I watched the first series of "Nighty Night" yesterday. I'd heard a lot of good things about it and it wasn't disappointing. It wasn't great but it was different, it was occasionally funny, it was nicely uncomfortable (like Chris Morris's work) and the familiar cast were good enough to make me forget they are in everything these days. I don't remember buying it but it made for an enjoyable afternoon.

It has been, by necessity, a weekend in. Not that I go out much anyway. I've been working on a third video - again, it aims to be different from the two that have gone before. It is rather ambitious though and is requiring a surprising amount of material. I don't know which will run out sooner - the song or the DVDs.

Today's match was certainly an odd one. United were 2-0 inside twelve minutes and then proceeded to notch up over thirty attempts on goal (one, as the commentator rightly pointed out, every three minutes) without scoring again. Van Nistelrooy was left on the bench yet again. It troubles me - maybe there is a simple explanation - that Fergie wants to develop Saha and prevent over-reliance on the proven Ruud. Or maybe the rumours of a summer departure are true. If so, this is a problem. Saha is good but he isn't great and he isn't giving any reason to think he will become great. Rooney can't be asked to carry United in the same way he's being expected to carry England. There are too many wasteful players in the current side (especially Ronaldo who can be brilliant but who can really suck too) for them to part with so reliable a striker as Van Nistelrooy. But, looking on the bright side, Liverpool lost so the gap is growing. Second place in the Premiership would be an improvement on last season and it is better to go forward than go backwards.

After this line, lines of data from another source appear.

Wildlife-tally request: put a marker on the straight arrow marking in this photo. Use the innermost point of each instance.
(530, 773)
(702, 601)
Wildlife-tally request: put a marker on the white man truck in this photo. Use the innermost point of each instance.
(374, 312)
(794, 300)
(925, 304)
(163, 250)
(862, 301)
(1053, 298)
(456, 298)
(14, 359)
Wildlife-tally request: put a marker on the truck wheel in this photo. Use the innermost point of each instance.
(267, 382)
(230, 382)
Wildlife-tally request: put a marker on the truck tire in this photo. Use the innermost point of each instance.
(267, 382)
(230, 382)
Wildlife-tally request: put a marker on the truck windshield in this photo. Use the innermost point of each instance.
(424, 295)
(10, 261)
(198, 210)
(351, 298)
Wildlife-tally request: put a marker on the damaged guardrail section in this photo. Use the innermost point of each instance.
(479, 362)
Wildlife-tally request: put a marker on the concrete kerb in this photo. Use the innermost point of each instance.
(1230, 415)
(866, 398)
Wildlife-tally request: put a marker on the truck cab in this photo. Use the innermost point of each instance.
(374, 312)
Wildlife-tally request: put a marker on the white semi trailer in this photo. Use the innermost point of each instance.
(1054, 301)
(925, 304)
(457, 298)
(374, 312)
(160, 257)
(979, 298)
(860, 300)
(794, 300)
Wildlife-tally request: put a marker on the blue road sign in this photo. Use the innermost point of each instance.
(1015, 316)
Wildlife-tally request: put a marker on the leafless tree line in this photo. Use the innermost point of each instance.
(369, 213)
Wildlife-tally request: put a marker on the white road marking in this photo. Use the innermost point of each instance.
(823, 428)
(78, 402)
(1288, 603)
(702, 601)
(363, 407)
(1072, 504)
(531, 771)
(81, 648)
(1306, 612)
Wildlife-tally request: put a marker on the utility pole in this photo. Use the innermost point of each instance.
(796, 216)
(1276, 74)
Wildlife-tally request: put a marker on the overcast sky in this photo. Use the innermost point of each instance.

For anyone desperate to know, I was 2 and 3 for last weekend's UFC show. The three I got wrong were Yves Edwards (he lost but we didn't see the fight in Blighty), Joe Doerksen (this was an admitted guess) and BJ Penn (he was either genuinely out-classed or he seriously under-rated his opponent). I was pissed off that Bravo cut two of the five fights - they had a three hour time slot and left in the best part of an hour of waffle. Yes, they have to fit adverts in to make any money but surely they should prioritise fights over talk. Especially as they showed three fights that all went the distance but cut out two which did not. So we didn't see a single KO, TKO or tap out all freakin' night. I knew from the first minute of the show - when the opening video was obviously edited - that something was amiss. And, yes, it did put a downer on the show from the start. I always hated it when Sky edited WWE shows (as well as the Buffy/Xena/Angel type series) and I hate it now when Bravo get out the scissors.

I think I'll go and listen to part 2 of "Night Thoughts" and try and warm m'self in the bath. There is literally no way I'll stay awake for 28 minutes and 41 seconds though.

 

10th March

Well, I was right about the car. She failed about as badly as a car can fail. So badly that I had the "it would cost more to fix than its worth" news and so she's gone. Which left me in something of a fix because I need a car to get to work. Parents are away (as usual these days) so I had to ring m'boss and get days off. Which is a bizarre coincidence as I'd been meaning to book this as a long weekend anyway but gave up on the idea when it clashed with a system upgrade and the necessary Saturday/Sunday overtime. Luckily, the upgrade has been postponed twice since then and I won't be letting anyone down.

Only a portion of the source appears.